Gustavo Grodnitzky states that Culture Trumps Everything. He defines culture as:
” . . . the environment in which we live and work, including the beliefs, behavioral rules, traditions, and rituals that bind us together . . .”
I started thinking about this when the Wall Street Journal podcast I listen to had a piece about how college basketball players are “flopping” in order to “sell” a foul. They are apparently emulating their professional basketball heroes. That is, they are exaggerating slight or no contact in order to convince an official to call a foul on the opposition. The commentator said that this has been going on “forever,” and that everyone knows it’s happening.
I also remember watching, in a restaurant, a bit of a soccer game (highly unusual for me) and having my grandson (age five) get upset because he saw a player “get hurt” on the field. His father, my son-in-law, quickly reassured him that the player wasn’t really hurt very much; he was pretending to be hurt in order to get a rest or stop play on the field for a few minutes.
Really? What kind of lesson is that to be teaching our kids? Flopping? Faking? Fraud?

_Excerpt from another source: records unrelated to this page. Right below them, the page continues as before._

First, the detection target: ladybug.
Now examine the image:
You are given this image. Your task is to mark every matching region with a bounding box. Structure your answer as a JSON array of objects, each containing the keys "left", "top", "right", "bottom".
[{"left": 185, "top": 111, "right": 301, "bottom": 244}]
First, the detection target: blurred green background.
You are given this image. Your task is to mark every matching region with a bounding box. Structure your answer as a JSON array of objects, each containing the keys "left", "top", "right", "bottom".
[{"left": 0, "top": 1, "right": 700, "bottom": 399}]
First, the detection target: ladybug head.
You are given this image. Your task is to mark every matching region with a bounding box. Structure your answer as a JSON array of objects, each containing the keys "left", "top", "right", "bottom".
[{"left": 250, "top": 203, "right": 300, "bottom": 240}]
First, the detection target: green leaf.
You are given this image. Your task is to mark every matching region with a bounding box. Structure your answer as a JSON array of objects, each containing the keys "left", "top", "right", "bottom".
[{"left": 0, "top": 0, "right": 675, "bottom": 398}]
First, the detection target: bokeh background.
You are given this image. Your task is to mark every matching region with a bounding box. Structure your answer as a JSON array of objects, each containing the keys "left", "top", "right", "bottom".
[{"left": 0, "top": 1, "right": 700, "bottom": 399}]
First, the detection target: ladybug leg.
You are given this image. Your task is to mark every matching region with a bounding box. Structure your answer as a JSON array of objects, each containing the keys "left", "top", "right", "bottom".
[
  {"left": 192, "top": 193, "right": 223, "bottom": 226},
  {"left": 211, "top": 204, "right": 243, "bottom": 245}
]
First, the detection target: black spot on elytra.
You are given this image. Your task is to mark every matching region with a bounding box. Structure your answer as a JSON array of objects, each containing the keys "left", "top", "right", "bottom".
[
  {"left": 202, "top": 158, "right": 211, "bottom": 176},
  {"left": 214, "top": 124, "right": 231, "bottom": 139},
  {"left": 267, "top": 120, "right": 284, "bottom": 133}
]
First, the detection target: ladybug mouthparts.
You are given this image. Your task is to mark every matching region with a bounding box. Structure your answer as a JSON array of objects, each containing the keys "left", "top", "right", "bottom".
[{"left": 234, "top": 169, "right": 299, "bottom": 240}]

Now before we get too far into this post (rant?) let me make something clear. I do not watch, play or read about sports if I have any possible choice in the matter. I am convinced there is too much money involved in sports for it to be wholesome. I am also convinced that the majority of kids are being taught the “flop lessons” rather than the lesson I was taught: “We play the game to win, and it’s how you play that counts.” I also connect the “win at all cost” dots to fraud, failure and moral lapses in business since many of these kids grow up to become business people. I, for one, am not in the least bit amazed at the ethical lapses in our organizations when we raise our children to be this competitive without the balance of ethical play.

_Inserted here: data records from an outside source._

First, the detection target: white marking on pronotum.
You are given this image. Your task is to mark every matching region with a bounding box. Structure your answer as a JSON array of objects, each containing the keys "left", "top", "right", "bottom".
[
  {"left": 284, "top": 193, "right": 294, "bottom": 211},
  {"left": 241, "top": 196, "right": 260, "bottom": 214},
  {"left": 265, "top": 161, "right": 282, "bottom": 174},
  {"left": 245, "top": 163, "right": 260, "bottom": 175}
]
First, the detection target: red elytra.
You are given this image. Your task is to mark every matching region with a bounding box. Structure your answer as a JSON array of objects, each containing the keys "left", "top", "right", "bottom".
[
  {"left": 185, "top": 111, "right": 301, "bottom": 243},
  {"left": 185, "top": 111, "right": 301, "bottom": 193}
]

I know there are a few coaches out there who teach young people that how you play the game is more important than winning. I fear they are few and far between. I know there are parents out there who insist that their children learn to compete hard, fairly and ethically. I know those children will become ethical leaders at whatever it is they do in life. Until those are the lessons being taught and enforced throughout the sporting world, I will not support sports in any way. Neither will I support business competition “at all costs.” My values tell me that it’s how you play the game that counts and winning is not winning unless it is done without compromising values.
I am proud to say that the business folks with whom I associate play the game hard, they play the game well, and they play the game fairly. No cutting corners. No flopping. No faking to rest on the field.